Best Paleo Music Video Ever: Tap Your Toes to Tiktaalik

Tiktaalik roseae
Wikimedia Commons

Oh, this will make you smile. Do you remember a fossil called Tiktaalik roseae that was discovered a few years ago? It's an important transition between aquatic and terrestrial animals; it probably lived in shallow water but had shoulders and wrists that allowed it to walk on land. Now a band called The Indoorfins (Ed. note -- groan) has written a very catchy song about it, called "Tiktaalik (Your Inner Fish)," and filmed a clever video of Tiktaalik wandering around Philadelphia. It's close, but I think this video is even better than the one for Captain Beefheart's "Smithsonian Institute Blues." (Tiktaalik lived about 300 million years before dinosaurs, but let's overlook that for a moment for art's sake.)
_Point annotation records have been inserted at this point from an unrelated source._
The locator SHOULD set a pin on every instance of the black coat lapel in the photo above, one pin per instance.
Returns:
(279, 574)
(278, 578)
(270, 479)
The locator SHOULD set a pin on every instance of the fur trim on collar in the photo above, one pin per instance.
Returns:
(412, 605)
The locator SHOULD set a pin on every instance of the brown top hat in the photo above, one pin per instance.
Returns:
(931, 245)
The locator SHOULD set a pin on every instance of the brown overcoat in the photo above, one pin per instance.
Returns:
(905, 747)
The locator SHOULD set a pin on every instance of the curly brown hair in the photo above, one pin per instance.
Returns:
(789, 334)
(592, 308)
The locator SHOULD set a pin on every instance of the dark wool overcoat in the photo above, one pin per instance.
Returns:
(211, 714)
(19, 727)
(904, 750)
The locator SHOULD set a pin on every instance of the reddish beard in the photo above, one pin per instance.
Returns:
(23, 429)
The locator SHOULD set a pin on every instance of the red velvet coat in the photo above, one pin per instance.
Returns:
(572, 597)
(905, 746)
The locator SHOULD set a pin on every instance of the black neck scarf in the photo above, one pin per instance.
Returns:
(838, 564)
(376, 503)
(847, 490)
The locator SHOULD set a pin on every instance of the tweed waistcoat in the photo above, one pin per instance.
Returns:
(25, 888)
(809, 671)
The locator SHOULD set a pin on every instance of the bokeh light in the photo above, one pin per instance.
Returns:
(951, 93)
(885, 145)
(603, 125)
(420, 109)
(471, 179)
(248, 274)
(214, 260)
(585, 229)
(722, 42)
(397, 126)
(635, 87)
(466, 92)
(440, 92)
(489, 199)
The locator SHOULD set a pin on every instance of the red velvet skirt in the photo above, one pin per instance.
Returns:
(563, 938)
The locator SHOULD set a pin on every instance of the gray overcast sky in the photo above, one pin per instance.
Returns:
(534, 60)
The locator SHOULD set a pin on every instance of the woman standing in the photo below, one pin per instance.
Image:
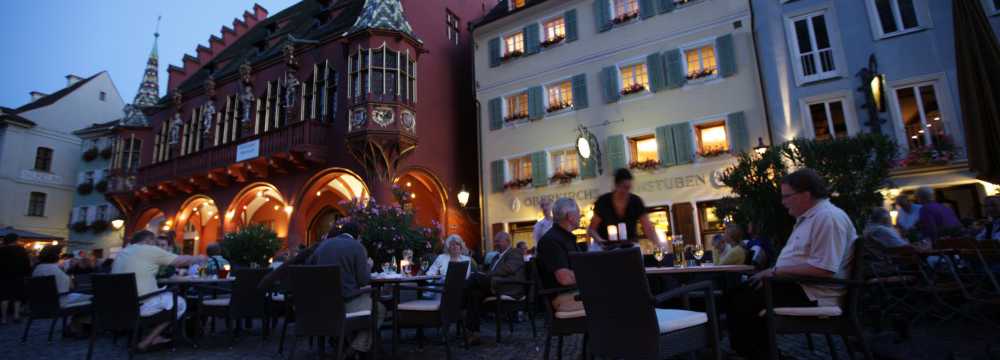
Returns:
(620, 206)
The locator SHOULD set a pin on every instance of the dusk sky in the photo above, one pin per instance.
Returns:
(44, 40)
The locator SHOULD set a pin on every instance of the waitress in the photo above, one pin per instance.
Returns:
(620, 206)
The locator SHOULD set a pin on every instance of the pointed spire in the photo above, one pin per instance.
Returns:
(149, 89)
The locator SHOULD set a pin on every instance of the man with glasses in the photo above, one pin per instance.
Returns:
(819, 246)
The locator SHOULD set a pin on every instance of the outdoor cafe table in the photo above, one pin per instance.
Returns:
(378, 281)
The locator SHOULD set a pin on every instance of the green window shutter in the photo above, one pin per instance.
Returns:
(496, 113)
(536, 107)
(588, 167)
(495, 52)
(736, 126)
(497, 174)
(647, 8)
(616, 152)
(726, 54)
(609, 84)
(665, 146)
(531, 39)
(539, 169)
(657, 80)
(665, 6)
(602, 15)
(571, 31)
(580, 92)
(683, 143)
(675, 69)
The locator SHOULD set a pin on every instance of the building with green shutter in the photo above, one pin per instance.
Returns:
(667, 88)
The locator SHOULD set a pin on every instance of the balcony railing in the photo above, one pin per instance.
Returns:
(297, 136)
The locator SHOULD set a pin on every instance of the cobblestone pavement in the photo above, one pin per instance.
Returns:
(950, 341)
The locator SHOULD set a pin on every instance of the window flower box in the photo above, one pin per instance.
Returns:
(558, 106)
(554, 40)
(517, 184)
(634, 88)
(515, 117)
(644, 165)
(626, 17)
(85, 188)
(90, 154)
(563, 177)
(703, 73)
(512, 55)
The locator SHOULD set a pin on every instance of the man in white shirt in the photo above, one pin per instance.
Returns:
(820, 246)
(908, 213)
(143, 258)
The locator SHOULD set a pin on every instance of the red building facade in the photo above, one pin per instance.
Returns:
(283, 117)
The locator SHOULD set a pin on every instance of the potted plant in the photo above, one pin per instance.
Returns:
(251, 245)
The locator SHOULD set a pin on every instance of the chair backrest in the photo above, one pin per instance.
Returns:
(247, 300)
(615, 291)
(116, 301)
(454, 287)
(318, 300)
(42, 296)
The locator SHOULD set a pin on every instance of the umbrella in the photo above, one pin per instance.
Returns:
(977, 55)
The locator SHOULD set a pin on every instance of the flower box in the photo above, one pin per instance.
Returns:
(517, 184)
(558, 106)
(644, 165)
(563, 177)
(632, 89)
(90, 154)
(555, 40)
(626, 17)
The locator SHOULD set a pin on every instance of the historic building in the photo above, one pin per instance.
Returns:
(569, 91)
(816, 55)
(39, 153)
(280, 119)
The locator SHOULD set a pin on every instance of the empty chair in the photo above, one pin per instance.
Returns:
(614, 291)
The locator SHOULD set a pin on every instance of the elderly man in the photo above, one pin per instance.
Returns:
(553, 254)
(935, 218)
(509, 265)
(144, 258)
(819, 246)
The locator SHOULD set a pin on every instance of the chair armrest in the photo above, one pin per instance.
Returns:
(683, 291)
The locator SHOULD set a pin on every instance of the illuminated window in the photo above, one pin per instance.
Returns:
(712, 139)
(701, 62)
(634, 78)
(643, 149)
(555, 30)
(560, 96)
(514, 44)
(517, 106)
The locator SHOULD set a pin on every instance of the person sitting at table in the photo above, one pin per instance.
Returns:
(553, 254)
(509, 265)
(342, 248)
(620, 206)
(819, 246)
(735, 253)
(455, 252)
(215, 259)
(48, 265)
(143, 258)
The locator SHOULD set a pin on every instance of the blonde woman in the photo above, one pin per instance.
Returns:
(455, 251)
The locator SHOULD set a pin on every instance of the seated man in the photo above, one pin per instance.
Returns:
(820, 246)
(553, 254)
(343, 249)
(143, 258)
(509, 265)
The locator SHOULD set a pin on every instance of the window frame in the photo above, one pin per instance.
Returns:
(875, 20)
(850, 113)
(833, 34)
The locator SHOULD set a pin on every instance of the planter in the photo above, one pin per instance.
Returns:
(85, 188)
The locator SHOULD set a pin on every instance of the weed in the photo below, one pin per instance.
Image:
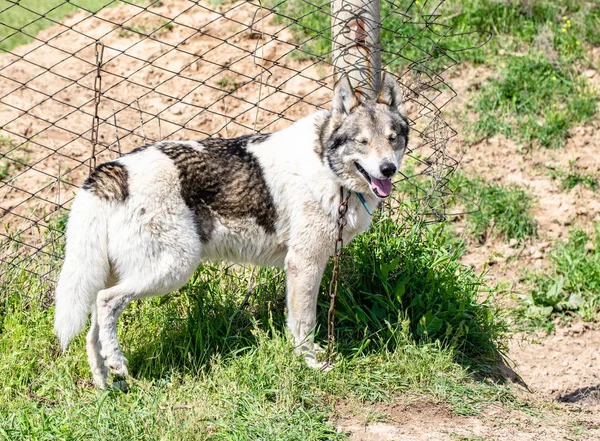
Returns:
(496, 210)
(534, 101)
(411, 277)
(574, 281)
(570, 179)
(227, 83)
(28, 17)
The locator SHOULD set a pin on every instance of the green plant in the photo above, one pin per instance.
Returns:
(573, 284)
(20, 21)
(495, 210)
(533, 101)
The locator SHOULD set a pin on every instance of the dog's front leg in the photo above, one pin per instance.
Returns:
(304, 273)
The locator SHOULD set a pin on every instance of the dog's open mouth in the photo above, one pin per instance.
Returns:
(381, 187)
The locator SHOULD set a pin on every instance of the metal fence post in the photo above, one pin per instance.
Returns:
(356, 35)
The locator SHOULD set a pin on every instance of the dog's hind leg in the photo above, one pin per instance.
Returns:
(304, 272)
(93, 347)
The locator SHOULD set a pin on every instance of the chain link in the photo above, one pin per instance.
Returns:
(97, 94)
(333, 285)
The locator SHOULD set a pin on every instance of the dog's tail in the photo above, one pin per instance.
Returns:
(86, 265)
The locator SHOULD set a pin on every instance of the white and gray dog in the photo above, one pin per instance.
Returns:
(141, 224)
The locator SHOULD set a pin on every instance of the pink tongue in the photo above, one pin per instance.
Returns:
(383, 187)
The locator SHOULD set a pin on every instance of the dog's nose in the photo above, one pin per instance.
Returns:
(387, 169)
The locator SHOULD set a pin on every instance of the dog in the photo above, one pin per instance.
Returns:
(141, 224)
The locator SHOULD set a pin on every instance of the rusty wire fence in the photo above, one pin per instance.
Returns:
(110, 76)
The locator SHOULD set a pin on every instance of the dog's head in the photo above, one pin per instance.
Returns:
(364, 141)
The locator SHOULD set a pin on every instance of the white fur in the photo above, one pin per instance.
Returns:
(118, 252)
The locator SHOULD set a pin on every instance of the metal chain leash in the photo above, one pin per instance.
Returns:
(333, 285)
(97, 94)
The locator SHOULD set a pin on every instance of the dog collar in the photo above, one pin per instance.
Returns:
(362, 199)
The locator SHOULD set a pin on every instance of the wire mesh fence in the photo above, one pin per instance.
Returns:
(112, 76)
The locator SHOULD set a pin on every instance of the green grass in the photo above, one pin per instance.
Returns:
(573, 283)
(572, 178)
(19, 23)
(411, 325)
(495, 210)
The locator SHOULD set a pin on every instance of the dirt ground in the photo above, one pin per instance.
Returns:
(562, 369)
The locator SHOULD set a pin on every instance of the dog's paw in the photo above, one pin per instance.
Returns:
(120, 385)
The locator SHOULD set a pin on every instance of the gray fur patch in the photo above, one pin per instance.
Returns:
(109, 182)
(222, 179)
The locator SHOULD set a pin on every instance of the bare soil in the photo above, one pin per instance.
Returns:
(48, 112)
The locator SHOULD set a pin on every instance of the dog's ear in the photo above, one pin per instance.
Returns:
(390, 92)
(344, 98)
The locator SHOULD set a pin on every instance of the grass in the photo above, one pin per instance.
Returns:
(496, 210)
(533, 101)
(573, 283)
(20, 22)
(409, 322)
(537, 94)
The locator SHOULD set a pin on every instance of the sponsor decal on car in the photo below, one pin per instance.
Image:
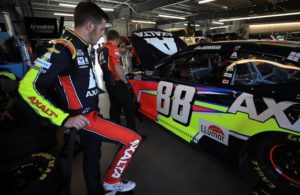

We interviewed Neil Shubin for Smithsonian magazine a few years ago, but I have to say that this video tells the story about as well as we did. Neil has since written a delightful book called Your Inner Fish: A Journey into the 3.5-Billion-Year History of the Human Body. The University of Pennsylvania had its incoming freshman class read the book and commissioned The Indoorfins to write a song based on the book.

Shubin and his colleagues are still studying their rock star fossil. They recently analyzed its neck, a feature that is useful if you're on stuck on land and not swimming around in the sea.

One warning: the song's "tik tik tik tik tik-talik" chorus is likely to curse you with an earworm.